KEY POINTS:
Takanini couple Arthur and Barbara Broome will spend Christmas Day still isolated on separate floors of their house after the Ministry of Health failed to get a new lift installed as promised three weeks ago.
Mr Broome, who is dying of cancer downstairs, has been separated from his wheelchair-bound wife upstairs since the couple's previous lift was removed on November 20 - 32 days ago.
The ministry told the Herald on November 29 a new lift would be installed the next day.
After weeks of slow progress, a lift was finally installed this week. But Mrs Broome is unable to use it because it cannot take the weight of her wheelchair, is too small for her chair and has not been certified as safe.
"They have known all the time. I'm in the same chair," she said.
She had repeatedly told the disability service company AccessAble that the planned lift was too small.
But the man at Wolfe Elevators, who was initially assigned to install the lift, had never done such an installation before, his boss had to go to Christchurch to supervise another job and AccessAble finally contacted the lift's Canadian manufacturers to try to sort out the problems. In the meantime, Mr Broome's health has deteriorated badly.
"My poor caregiver is in tears - she hasn't seen him so unwell," Mrs Broome said. "I accept life but I'm in better health than he is. He is stressed for me. I can't help him."
The couple's daughter, Jennifer Tonkin, her husband and son will bring lunch to their parents on Christmas Day from their home in Pukekohe, but they will have to see them separately.
"They are going to have to carry the dishes between us. It's going to be downstairs and upstairs. They are going to form a chain of the three of them," Mrs Broome said.
The ministry's disability services operations manager, Trish Davis, said a lift had been installed, but "a technical problem has been identified that is preventing the lift being fully certified for use".
"AccessAble has contacted the lift manufacturer in Canada in order to gather the necessary information and is working hard to rectify this technical problem," she said.

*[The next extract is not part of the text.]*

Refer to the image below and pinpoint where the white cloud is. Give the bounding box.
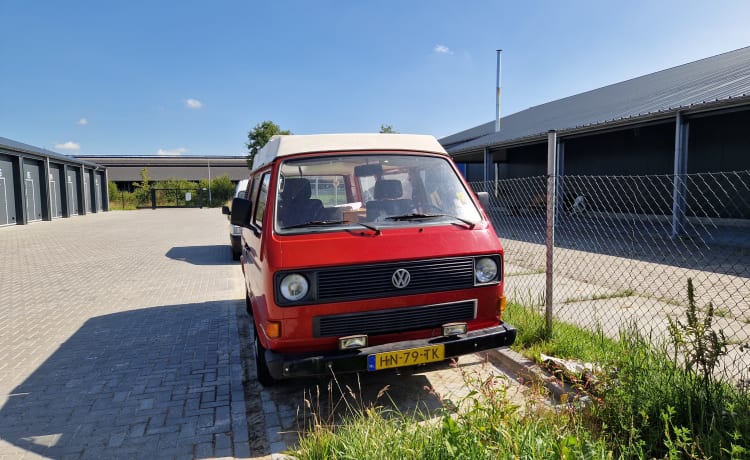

But the Auckland president of the Disabled Persons Assembly, Sacha Dylan, said there had been a lack of accountability for the project all the way from Wolfe Elevators up to the Minister of Health.
"It's a human problem when you can't come together for Christmas lunch. That is not a technical problem.
"It just shows up a weakness that no one is accountable and guess who pays the price? AccessAble hasn't got the power to hold the lift company accountable, the Ministry of Health hasn't got the power to hold AccessAble accountable."